Reghina Aura Diana, Craciun Silvia, Fica Simona
University of Medicine and Pharmacy Carol Davila, 050474 Bucharest, Romania ; Endocrinology and Diabetes Department, Elias University Hospital, 011461 Bucharest, Romania ; "Victor Babes" National Research and Development Institute of Pathology and Biomedical Sciences, 050096 Bucharest, Romania.
Endocrinology and Diabetes Department, Elias University Hospital, 011461 Bucharest, Romania.
Case Rep Med. 2015;2015:968593. doi: 10.1155/2015/968593. Epub 2015 Mar 30.
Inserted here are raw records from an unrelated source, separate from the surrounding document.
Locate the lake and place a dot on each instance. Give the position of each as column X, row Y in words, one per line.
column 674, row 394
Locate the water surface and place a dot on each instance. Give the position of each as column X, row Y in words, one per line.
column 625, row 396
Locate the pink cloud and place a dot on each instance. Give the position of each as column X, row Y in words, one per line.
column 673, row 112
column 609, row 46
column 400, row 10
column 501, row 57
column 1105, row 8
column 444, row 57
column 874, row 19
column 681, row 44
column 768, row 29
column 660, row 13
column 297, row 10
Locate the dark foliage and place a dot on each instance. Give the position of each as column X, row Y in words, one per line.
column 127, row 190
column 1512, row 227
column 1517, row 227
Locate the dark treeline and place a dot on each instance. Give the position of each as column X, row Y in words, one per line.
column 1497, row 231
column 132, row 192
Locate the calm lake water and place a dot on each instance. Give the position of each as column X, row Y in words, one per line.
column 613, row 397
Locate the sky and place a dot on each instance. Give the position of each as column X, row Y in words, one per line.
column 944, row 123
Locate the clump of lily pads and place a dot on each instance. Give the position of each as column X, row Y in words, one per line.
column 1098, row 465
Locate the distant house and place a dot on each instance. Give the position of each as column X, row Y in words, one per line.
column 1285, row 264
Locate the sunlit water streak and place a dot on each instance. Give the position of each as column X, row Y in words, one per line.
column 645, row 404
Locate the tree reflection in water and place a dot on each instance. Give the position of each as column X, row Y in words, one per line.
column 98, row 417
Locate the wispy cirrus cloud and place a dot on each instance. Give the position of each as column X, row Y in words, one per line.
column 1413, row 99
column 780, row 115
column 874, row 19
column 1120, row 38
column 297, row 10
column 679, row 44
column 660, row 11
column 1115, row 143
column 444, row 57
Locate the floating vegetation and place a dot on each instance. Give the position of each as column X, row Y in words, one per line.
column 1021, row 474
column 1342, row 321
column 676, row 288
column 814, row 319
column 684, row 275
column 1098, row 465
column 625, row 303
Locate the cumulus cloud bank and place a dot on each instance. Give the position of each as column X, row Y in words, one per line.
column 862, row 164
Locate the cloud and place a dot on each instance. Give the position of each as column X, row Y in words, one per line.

A 30-year-old obese male patient had been diagnosed with diabetes mellitus due to acute hyperglycemia and ketonuria. He also presented with severe hypertriglyceridemia and high levels of serum lipase. He was initially misdiagnosed with type 1 diabetes and treated with insulin for one month. At two months from first presentation, pancreatic antibodies were negative, and the C-peptide level was normal. A1c level was 5.9% without insulin treatment. The association between diabetes mellitus and acute pancreatitis is well established. We reported a case of severe transient hyperglycemia during mild acute pancreatitis in a metabolically ill patient.
一名30岁的肥胖男性患者因急性高血糖和酮尿症被诊断为糖尿病。他还伴有严重的高甘油三酯血症和高水平的血清脂肪酶。他最初被误诊为1型糖尿病并接受了一个月的胰岛素治疗。首次就诊两个月后,胰腺抗体呈阴性,C肽水平正常。未使用胰岛素治疗时糖化血红蛋白水平为5.9%。糖尿病与急性胰腺炎之间的关联已得到充分证实。我们报告了一例代谢性疾病患者在轻度急性胰腺炎期间出现严重短暂性高血糖的病例。